Question

A spherical body of radius $r$ and density $\sigma$ falls freely through a viscous liquid having density $\rho$ and viscosity $\eta$ and attains a terminal velocity $v_0$. Estimated maximum error in the quantity $\eta$ is : (Ignore errors associated with $\sigma$, $\rho$ and $g$, gravitational acceleration)

• A. $2 \left[ \frac{\Delta r}{r} - \frac{\Delta v_0}{v_0} \right]$
• B. $2 \left[ \frac{\Delta r}{r} + \frac{\Delta v_0}{v_0} \right]$
• C. $\frac{2 \Delta r}{r} + \frac{\Delta v_0}{v_0}$
• D. $2 \frac{\Delta r}{r} - \frac{\Delta v_0}{v_0}$

Hint:

Errors are always added for estimating the "maximum possible" error, even if the variable is in the denominator (negative exponent).

Answer 1

The Correct Option is C

Step 1: Understanding the Concept:
Terminal velocity is given by Stokes' Law. We derive the expression for viscosity $\eta$ and use the propagation of errors for products and powers to find the maximum relative error.

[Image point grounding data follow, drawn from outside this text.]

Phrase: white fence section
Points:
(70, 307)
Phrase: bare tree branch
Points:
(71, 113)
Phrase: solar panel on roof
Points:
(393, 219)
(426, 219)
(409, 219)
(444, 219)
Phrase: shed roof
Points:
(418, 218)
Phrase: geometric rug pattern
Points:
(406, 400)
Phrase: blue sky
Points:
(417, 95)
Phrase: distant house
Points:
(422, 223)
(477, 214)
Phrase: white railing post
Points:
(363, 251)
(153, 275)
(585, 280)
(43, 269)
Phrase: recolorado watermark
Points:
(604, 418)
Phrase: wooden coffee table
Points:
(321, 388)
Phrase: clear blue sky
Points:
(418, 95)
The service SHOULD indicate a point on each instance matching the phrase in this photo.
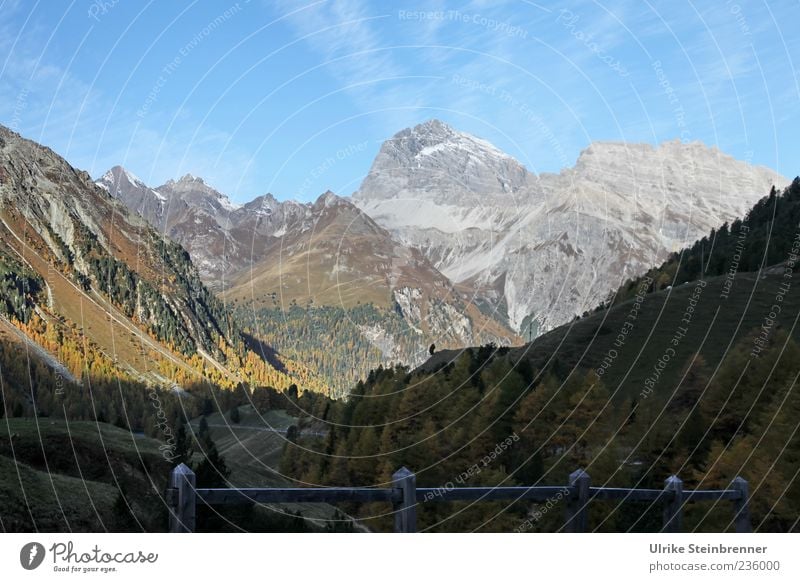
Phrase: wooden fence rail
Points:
(183, 497)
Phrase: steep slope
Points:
(267, 258)
(90, 277)
(542, 249)
(692, 373)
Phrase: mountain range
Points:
(103, 291)
(455, 235)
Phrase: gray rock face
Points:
(541, 249)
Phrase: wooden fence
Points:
(183, 497)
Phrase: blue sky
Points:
(295, 98)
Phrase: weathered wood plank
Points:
(182, 510)
(622, 494)
(710, 495)
(405, 510)
(577, 512)
(674, 505)
(432, 494)
(741, 506)
(295, 495)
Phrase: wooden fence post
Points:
(577, 513)
(182, 510)
(741, 507)
(405, 510)
(674, 505)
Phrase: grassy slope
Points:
(57, 476)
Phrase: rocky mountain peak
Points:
(435, 162)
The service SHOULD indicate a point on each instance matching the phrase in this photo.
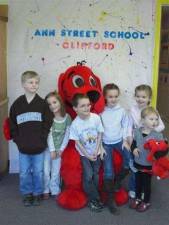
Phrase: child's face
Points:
(54, 104)
(83, 107)
(142, 99)
(151, 121)
(31, 85)
(112, 97)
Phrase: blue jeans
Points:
(108, 159)
(51, 174)
(31, 173)
(91, 177)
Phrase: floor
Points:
(12, 211)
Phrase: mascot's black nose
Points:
(93, 96)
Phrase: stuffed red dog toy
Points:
(158, 156)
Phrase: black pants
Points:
(143, 185)
(91, 177)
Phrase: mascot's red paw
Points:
(72, 196)
(121, 197)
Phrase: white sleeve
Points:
(99, 125)
(161, 126)
(130, 126)
(65, 139)
(50, 142)
(73, 133)
(125, 125)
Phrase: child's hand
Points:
(92, 158)
(126, 145)
(59, 153)
(53, 155)
(136, 152)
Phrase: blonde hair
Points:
(110, 86)
(144, 87)
(57, 96)
(28, 75)
(147, 111)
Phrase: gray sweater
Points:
(140, 141)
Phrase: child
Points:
(87, 130)
(115, 123)
(143, 94)
(57, 142)
(30, 121)
(150, 120)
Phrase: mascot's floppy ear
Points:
(60, 86)
(97, 80)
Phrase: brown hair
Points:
(147, 111)
(28, 75)
(110, 86)
(57, 96)
(144, 87)
(77, 97)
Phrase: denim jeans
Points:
(91, 177)
(31, 173)
(51, 174)
(108, 159)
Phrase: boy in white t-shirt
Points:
(87, 131)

Step 2: Key Formula or Approach:
Terminal velocity $v_0 = \frac{2 r^2 (\sigma - \rho) g}{9 \eta}$.
Rearranging for $\eta$:
\[ \eta = \frac{2 r^2 (\sigma - \rho) g}{9 v_0} \]

Step 3: Detailed Explanation:
The constants (2, 9, $\sigma$, $\rho$, $g$) have zero error. The variables with errors are $r$ and $v_0$.
The functional dependence is $\eta \propto r^2 v_0^{-1}$.
Applying the rule for maximum relative error in $Z = A^n B^m$:
\[ \frac{\Delta Z}{Z} = |n| \frac{\Delta A}{A} + |m| \frac{\Delta B}{B} \]
In our case:
\[ \frac{\Delta \eta}{\eta} = 2 \frac{\Delta r}{r} + 1 \frac{\Delta v_0}{v_0} \]
This expression gives the estimated maximum relative error in $\eta$.

Step 4: Final Answer:
The relative error is $\frac{2 \Delta r}{r} + \frac{\Delta v_0}{v_0}$.